A half an hour later, the call to Jarvis duly accomplished, they had both repaired to the Barton-Winner mansion bar, Treize finding himself in dire need of fortified liquid refreshment. Treize toyed with his second glass of vintage Armagnac as Wufei sipped from a glass of Perrier water. They sat side by side on stools at the bar, both staring pensively into their glasses. Wufei broke the companionable silence.

"Treize?"

"Hmmm?"

"You remember you told me that we didn't consummate our marriage until I came out of the clinic, what was it, seven months later?"

"Mmhmm?"

"Why not? I assume that we must have spent at least one night together before you packed me off to the clinic." Treize sighed heavily, swirled the brandy around his glass one last time, threw his head back and tipped the amber liquid down his throat before replying.
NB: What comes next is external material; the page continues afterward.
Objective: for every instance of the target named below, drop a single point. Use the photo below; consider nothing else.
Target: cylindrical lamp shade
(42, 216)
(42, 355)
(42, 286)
"Terrible as it may sound, we actually didn't. I didn't want to make love to you that night, so I deliberately arranged things so that you went into the clinic hours after we got married."

"Why?" Wufei demanded vehemently, righteous indignation and downright anger welling up within him in equal measure. Treize hesitated before replying, using the pause to pour himself another generous measure of the fine brandy.

"To tell you the absolute truth, it was because, it would be easier for an annulment to be granted if the marriage was never consummated." He said in a monotone, looking down at the granite surface of the bar. "As I told you, you married me when the balance of your mind was unsound. Although you did agree at the time, I wanted to leave a way open for you, should you change your mind at a later date, such as when you left the clinic, fully recovered. A divorce would have had too many implications for both me and you, so an annulment was better, just as if the thing had never been." Wufei reached out and entwined his fingers with Treize's as the older man's hand rested on his gabardine-clad knee.

"As I said, a very honourable man." He said and gave it an affectionate squeeze.